Jurisprudence communautaire.



fldr1.gif (877 octets) CJCE

fldr1.gif (877 octets) Pour information, voir aussi CEDH


Arrêt du 20 février 1979, dite "Cassis de Dijon" , en tant qu'il démontre la volonté de la CJCE d'assurer la défense des droits fondamentaux. (Aff. 120/78, Recueil, 1979, p. 649)

Arrêt du 14 mai 1974, Nold, par lequel la CJCE précise que, dans l'exercice de sa mission de protection des droits fondamentaux, il y a lieu pour elle de se référer "aux traditions constitutionnelles communes aux Etats membres" ainsi qu' "aux instruments internationaux concernant la protection des droits de l'Homme auxquels les Etats membres ont coopéré ou adhéré", faisant allusion à la CEDH, qu'elle visera couramment par la suite.

Arrêt du 10 juillet 1980, "Mlle X c/ Commission": dans cette décision, la Cour considère qu'une inaptitude au travail peut résulter, non seulement de "troubles actuels", mais également d'un "pronostic de troubles futurs susceptibles de mettre en cause, dans un avenir prévisible, l'accomplissement normal des fonctions envisagées".

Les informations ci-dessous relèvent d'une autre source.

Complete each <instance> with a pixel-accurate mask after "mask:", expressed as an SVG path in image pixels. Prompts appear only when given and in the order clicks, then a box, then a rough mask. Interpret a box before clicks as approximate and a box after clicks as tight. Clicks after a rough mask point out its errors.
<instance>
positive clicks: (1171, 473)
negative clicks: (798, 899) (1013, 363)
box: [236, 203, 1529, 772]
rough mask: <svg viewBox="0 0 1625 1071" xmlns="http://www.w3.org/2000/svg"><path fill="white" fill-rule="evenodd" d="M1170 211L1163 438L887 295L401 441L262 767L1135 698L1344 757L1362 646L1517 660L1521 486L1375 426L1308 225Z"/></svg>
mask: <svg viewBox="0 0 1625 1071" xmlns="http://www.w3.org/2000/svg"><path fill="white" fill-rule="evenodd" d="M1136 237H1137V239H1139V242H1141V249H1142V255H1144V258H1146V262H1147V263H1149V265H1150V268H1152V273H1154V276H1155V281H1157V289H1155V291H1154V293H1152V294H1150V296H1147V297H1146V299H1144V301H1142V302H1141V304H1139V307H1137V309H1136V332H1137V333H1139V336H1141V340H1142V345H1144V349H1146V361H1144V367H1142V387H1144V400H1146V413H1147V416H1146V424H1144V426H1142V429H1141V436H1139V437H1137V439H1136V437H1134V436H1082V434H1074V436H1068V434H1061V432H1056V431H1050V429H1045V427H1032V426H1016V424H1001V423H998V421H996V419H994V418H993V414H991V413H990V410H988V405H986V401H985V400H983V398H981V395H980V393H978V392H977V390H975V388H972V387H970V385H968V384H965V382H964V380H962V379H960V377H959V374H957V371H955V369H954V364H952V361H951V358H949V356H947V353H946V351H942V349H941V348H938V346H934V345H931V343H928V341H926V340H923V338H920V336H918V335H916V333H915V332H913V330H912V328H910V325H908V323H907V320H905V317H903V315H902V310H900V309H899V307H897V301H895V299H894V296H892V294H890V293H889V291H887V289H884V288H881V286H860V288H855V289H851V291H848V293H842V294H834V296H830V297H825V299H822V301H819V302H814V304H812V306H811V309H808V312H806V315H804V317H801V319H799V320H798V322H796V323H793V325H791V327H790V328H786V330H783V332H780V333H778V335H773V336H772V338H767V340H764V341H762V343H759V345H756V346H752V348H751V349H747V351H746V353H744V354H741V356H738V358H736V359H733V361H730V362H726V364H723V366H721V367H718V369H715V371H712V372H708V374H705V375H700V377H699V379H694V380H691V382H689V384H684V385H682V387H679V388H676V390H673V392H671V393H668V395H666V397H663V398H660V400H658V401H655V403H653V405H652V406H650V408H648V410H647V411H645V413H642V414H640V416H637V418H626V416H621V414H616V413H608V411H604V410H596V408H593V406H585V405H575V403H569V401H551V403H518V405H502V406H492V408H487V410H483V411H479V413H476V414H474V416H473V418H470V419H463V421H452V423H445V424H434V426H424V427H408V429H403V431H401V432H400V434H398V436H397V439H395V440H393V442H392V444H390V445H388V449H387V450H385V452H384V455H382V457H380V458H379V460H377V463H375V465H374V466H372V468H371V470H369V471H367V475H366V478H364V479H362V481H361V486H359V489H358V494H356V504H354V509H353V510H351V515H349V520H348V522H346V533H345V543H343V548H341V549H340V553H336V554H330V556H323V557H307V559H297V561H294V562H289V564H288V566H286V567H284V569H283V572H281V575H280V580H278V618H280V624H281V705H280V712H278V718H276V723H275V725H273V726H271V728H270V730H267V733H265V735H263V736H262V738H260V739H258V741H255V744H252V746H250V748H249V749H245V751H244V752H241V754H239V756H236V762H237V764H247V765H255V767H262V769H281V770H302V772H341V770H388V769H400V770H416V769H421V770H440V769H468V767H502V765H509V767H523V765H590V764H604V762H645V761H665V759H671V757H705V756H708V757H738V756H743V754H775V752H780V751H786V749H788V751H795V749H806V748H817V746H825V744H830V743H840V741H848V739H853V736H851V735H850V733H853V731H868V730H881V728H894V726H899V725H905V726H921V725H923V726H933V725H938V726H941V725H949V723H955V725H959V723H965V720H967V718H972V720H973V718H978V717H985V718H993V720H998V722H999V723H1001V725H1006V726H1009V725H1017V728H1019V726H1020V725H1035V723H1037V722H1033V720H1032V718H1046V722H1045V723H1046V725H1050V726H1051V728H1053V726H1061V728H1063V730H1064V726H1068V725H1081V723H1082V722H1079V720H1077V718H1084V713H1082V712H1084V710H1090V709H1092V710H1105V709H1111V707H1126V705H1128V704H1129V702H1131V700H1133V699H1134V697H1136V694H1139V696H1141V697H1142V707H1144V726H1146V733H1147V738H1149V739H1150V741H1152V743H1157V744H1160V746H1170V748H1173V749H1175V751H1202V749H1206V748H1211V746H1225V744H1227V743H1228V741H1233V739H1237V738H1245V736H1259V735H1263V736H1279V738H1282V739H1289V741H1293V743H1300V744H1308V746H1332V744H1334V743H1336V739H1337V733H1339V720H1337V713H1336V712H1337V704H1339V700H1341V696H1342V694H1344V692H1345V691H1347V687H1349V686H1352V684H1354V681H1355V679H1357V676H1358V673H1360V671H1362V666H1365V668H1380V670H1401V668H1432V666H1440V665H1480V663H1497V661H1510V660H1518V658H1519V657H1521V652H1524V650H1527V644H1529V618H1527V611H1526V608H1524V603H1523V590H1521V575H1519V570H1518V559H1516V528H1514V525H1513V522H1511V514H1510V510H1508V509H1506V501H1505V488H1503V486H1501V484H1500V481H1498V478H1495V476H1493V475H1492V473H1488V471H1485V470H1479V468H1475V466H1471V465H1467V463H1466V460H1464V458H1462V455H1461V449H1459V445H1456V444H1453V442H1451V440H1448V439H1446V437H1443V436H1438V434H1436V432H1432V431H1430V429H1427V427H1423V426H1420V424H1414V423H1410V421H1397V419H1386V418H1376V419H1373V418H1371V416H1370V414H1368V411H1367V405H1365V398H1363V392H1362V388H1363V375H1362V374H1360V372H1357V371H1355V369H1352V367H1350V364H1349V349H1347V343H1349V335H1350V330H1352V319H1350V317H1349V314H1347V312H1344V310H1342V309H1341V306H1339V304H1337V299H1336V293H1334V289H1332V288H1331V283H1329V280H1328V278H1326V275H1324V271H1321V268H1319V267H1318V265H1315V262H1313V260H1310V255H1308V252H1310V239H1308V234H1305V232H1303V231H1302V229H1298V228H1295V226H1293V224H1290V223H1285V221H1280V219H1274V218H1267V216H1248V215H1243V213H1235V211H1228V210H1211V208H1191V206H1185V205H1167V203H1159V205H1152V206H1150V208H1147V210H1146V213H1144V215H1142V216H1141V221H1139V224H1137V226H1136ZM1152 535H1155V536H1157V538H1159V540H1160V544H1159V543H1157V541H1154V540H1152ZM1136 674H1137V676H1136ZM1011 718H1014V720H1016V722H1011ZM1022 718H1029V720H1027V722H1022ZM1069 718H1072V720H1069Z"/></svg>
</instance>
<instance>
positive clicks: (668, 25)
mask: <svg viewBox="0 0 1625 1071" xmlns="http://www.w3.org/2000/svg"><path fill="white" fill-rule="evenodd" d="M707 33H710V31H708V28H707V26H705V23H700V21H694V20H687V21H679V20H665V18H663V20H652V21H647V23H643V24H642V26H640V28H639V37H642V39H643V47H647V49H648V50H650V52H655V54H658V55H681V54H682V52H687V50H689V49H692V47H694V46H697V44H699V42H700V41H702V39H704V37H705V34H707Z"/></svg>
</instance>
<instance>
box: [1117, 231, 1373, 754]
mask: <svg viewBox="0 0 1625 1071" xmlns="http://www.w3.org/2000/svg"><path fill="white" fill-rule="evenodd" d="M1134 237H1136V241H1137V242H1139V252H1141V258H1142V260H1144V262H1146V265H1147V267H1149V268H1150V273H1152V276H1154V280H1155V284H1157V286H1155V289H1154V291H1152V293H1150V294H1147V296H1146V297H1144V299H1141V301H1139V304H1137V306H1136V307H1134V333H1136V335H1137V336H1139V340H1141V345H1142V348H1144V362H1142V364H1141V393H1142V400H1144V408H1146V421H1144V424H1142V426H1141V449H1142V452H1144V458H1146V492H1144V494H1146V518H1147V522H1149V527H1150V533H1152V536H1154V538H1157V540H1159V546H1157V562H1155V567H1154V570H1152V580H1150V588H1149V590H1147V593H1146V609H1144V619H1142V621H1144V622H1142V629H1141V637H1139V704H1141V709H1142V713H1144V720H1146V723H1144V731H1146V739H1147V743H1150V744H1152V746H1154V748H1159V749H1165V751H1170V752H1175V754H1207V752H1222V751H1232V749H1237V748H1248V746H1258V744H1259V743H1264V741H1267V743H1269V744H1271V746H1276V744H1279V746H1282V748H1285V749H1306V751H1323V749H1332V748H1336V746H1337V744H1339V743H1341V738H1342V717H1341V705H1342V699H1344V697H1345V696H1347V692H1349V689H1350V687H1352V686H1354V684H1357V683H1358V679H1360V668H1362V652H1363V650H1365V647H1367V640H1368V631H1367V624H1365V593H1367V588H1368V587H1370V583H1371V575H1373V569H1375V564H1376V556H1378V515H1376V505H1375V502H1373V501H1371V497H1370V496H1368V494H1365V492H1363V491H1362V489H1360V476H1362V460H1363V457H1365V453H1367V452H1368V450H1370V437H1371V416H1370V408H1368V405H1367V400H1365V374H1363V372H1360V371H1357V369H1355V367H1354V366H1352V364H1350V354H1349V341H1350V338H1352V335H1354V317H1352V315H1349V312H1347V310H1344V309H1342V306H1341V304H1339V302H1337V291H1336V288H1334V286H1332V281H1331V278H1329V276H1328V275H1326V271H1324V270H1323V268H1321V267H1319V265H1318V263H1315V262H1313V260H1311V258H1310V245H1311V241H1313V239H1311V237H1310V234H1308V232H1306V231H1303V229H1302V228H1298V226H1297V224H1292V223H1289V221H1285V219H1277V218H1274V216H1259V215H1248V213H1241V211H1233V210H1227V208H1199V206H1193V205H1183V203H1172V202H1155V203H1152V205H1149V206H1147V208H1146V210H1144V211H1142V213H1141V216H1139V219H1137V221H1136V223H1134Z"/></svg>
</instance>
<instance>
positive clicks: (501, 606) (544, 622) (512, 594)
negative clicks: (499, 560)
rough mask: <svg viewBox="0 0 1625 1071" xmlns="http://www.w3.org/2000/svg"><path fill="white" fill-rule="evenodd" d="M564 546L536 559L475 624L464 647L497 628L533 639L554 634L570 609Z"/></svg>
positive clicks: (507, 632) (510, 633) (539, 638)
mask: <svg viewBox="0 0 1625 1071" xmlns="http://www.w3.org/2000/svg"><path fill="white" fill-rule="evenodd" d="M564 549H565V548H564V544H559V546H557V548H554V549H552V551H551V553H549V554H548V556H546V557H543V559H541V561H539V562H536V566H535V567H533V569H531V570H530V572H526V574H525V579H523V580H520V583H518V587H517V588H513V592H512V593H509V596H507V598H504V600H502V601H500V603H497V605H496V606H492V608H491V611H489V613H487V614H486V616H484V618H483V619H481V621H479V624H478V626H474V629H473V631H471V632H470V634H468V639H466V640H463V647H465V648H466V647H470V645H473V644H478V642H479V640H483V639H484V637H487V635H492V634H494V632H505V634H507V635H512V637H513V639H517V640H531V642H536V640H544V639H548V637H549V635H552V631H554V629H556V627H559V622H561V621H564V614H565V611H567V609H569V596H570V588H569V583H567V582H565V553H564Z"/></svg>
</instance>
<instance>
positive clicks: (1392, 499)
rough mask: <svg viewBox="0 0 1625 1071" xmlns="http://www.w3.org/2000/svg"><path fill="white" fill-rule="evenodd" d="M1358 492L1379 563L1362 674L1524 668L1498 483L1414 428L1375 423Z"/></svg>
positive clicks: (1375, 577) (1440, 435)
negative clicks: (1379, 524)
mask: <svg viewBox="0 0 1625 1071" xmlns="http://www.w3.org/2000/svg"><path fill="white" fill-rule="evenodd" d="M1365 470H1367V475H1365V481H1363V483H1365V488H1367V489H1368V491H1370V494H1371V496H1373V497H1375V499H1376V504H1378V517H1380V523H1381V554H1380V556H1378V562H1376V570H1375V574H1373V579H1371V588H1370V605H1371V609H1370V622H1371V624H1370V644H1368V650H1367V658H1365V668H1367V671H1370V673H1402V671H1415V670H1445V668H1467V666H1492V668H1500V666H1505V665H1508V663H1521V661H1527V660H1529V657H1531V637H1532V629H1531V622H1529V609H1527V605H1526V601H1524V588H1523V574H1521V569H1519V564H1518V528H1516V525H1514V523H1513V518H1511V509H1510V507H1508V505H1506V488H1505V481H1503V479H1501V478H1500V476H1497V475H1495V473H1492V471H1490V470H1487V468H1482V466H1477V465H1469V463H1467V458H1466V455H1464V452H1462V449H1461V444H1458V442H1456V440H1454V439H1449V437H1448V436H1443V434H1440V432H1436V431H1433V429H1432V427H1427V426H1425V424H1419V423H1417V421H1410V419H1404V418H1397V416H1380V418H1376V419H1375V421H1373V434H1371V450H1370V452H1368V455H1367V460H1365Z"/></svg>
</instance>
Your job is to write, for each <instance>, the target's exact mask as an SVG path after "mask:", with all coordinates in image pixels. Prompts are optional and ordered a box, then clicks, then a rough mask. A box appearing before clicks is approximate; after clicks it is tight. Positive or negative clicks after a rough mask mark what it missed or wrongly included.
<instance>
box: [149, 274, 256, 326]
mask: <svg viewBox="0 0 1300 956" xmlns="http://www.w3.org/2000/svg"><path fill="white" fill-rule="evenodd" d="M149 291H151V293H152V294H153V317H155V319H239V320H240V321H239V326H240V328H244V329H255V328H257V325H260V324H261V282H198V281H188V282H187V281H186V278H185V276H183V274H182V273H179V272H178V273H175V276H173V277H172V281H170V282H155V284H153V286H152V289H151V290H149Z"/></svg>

Arrêt du 5 octobre 1994 "X c/ Commission des Communautés européennes": dans cette décision, la CJCE consacre un principe de la bioéthique, en soulignant que "une prise de sang aux fins de rechercher la présence éventuelle d'anticorps VIH constitue une atteinte à l'intégrité physique de l'intéressé et ne peut être pratiquée qu'avec son consentement éclairé".

CEDH, affaire Z/Finlande, 25 février 1997. La CEDH affirme la caractère relatif de la confidentialité des informations médicales dans le domaine judiciaire. Elle admet des exceptions "légitimes". Elle insiste sur la nécessité de veiller à la non divulgation de ces informations en dehors du prétoire.